Regarding the slaughter of the animals, farmers tend to use the cheapest methods, such as suffocation, electrocution, poisoning or gassing. For the fur industry the most important thing is that the skin is not torn, and the above methods cause death to the animal without damaging the fur. American minks are usually killed by wringing their necks or with carbon monoxide, which is a slow and painful death. Foxes are normally electrocuted, electrodes are put into their mouth and anus, and the electric shock kills them.
85% of fur comes from animals bred in captivity on fur farms. The rest come from animals which have been captured using traps, in their natural habitat. Otters, foxes, wolves, raccoons, wild cats, beavers and possums are some of the species hunted using leg traps, which completely destroy the animal’s leg.
Hunters are generally only professionals in predominantly wooded regions where game is abundant, which is often in economically poor areas.

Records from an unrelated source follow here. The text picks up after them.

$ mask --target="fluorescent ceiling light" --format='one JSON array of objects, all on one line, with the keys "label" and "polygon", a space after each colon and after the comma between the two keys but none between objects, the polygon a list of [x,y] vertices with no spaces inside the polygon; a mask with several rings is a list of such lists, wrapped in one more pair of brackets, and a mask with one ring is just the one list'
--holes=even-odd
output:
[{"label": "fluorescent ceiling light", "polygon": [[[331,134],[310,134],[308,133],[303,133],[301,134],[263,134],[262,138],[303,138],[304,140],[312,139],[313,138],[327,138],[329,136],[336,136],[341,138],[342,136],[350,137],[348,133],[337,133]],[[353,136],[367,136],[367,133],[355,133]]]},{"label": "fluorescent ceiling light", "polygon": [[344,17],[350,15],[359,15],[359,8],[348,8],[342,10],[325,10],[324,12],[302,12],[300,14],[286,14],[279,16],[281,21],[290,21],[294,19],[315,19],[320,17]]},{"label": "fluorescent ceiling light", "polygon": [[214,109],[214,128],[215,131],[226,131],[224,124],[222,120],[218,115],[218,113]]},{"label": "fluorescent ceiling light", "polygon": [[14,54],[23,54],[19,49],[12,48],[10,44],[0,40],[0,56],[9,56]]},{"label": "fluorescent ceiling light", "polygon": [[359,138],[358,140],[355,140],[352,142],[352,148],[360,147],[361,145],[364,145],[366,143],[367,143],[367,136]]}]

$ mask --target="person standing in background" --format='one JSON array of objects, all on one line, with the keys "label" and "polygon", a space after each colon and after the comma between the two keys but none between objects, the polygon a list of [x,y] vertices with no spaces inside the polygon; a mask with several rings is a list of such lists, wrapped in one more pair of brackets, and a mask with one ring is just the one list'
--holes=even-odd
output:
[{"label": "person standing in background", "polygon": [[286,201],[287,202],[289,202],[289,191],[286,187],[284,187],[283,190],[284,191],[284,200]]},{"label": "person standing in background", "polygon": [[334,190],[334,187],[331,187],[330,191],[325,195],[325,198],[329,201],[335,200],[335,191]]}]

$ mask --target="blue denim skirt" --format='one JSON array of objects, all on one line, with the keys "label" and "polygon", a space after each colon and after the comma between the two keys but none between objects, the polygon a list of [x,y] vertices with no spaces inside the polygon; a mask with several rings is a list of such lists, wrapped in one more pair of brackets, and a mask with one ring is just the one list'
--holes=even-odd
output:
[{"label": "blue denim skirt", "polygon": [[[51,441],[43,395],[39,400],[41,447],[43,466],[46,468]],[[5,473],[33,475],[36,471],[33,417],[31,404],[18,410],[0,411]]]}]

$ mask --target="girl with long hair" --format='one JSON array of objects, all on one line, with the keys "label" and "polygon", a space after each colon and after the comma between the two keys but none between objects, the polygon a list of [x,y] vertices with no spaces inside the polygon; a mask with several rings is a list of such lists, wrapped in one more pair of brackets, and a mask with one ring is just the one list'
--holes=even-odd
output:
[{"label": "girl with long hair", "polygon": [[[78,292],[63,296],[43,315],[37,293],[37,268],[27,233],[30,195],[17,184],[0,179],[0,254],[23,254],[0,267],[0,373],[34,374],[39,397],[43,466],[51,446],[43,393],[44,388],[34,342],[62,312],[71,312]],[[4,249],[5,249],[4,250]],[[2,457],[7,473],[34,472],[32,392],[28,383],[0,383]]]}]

In countries where game is not abundant, like Spain, there are no professionals and if they manage to get animal pelts, it is thanks to their hobby. Professional hunters, or trappers, only hunt species which have a high ratio of abundance to price. However, overhunting a species means less animals in the coming years, meaning a drop in profits. Also, diminishing the population of a species means it will be harder to catch.
The animals which are taken for their pelts using traps are not the only ones to suffer, the traps are not intelligent and often other animals which are of no use to the fur industry get caught in the traps. Those which do manage to escape are seriously injured, suffering heavy blood loss, gangrene, infections or are simply easy victims for their predators. It is calculated that 10 animals are accidentally trapped for each one which can be sold for its fur. Trade in wild pelts has caused the decline in population of numerous species and even the extinction and extermination of others.
The traps pulverise bones, cut tendons, rupture the flesh and tear through the nerves causing a long period of agony for the animal. Because of the pain the animals struggle persistently to escape. Some animals even get to the point of gnawing through their own legs in order to free themselves.
Shockingly, although the Convention of Washington prohibits trade in the furs of certain wild animals like the cheetah, the tiger, the jaguar and the leopard, special licenses may be issued in certain exceptional circumstances.